Here is a writeup of a number of the issues we had to solve, work around, or live with (to this day) in ramping up the automated Maemo4 test device pool. Hopefully this will give some insights as to some possible hurdles we will face as we attempt to automate a large number of devices on other platforms.

I'm not sure if this is a comprehensive list of the issues we've faced, but it's what I can recall from memory. Hope it helps.


Power and Battery

Maemo Power Management

On the N810s, power management is software-based (and buggy). Also, the power drawn by the power supply appears to be less than the amount of power needed by a running device, resulting in constant battery drain when plugged in and powered on.

On reboot [?], occasionally the devices will go into a) an infinite reboot cycle, where it goes to the Nokia screen then blanks the screen then comes back, forever, or b) "ACTDEAD" mode. One theory for the first situation is JFFS2 filesystem corruption. The other failure is caused by the startup script (/mnt/initf/linuxrc) entering ACTDEAD mode because the device thinks it was turned on because the charger was plugged into an otherwise off device.

Diablo has a bug where a reboot with the power plugged in can cause some of these infinite reboot situations. The fix is to unplug the power and reboot, then replug the power once it's booted; this is not really an option in an automated 24/7 farm of dozens of devices. The workaround, which I haven't gotten to work, is to let the battery drain all the way then launch a terminal with a

while [ 1 ] ; do sleep 1; done

running inside that terminal.

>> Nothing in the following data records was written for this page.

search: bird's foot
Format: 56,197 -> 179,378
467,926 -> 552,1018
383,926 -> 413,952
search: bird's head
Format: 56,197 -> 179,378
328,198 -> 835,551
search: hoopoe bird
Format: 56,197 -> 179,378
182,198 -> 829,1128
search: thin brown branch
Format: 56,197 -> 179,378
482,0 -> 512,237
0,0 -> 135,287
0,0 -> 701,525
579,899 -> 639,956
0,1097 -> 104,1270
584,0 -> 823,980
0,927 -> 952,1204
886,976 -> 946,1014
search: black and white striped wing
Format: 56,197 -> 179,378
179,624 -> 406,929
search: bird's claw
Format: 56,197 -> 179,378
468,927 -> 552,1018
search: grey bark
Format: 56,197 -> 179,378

We attempted this and found that all it really did was annoy us and hide the fact that the device hadn't connected to wifi.

(This bug is supposedly fixed in Fremantle.)

Test Harnesses or Power Bench

These devices were never meant to be turned on and left on 24/7. We've spent a significant amount of time to get them to do this.

The real solution here is [appears to be] to get rid of the battery and get the device onto a power supply that gives enough power. There are test harnesses for the Nokias that cost $500 a pop that do this (we don't need any of the serial I/O provided by the harnesses); we're also investigating a bench power supply and soldering connections to the back of the devices.

($500 may seem trivial until you realize we may need 30 more of them, at which time it starts looking like real money. Also, our current count of 40 devices is not anywhere near enough to keep up with 3 branches throttled. I hear rumors of covering all branches, as well as Try, per-checkin; this would require hundreds of working devices. All of a sudden this becomes 10s to 100s of thousands of dollars on power supplies alone.)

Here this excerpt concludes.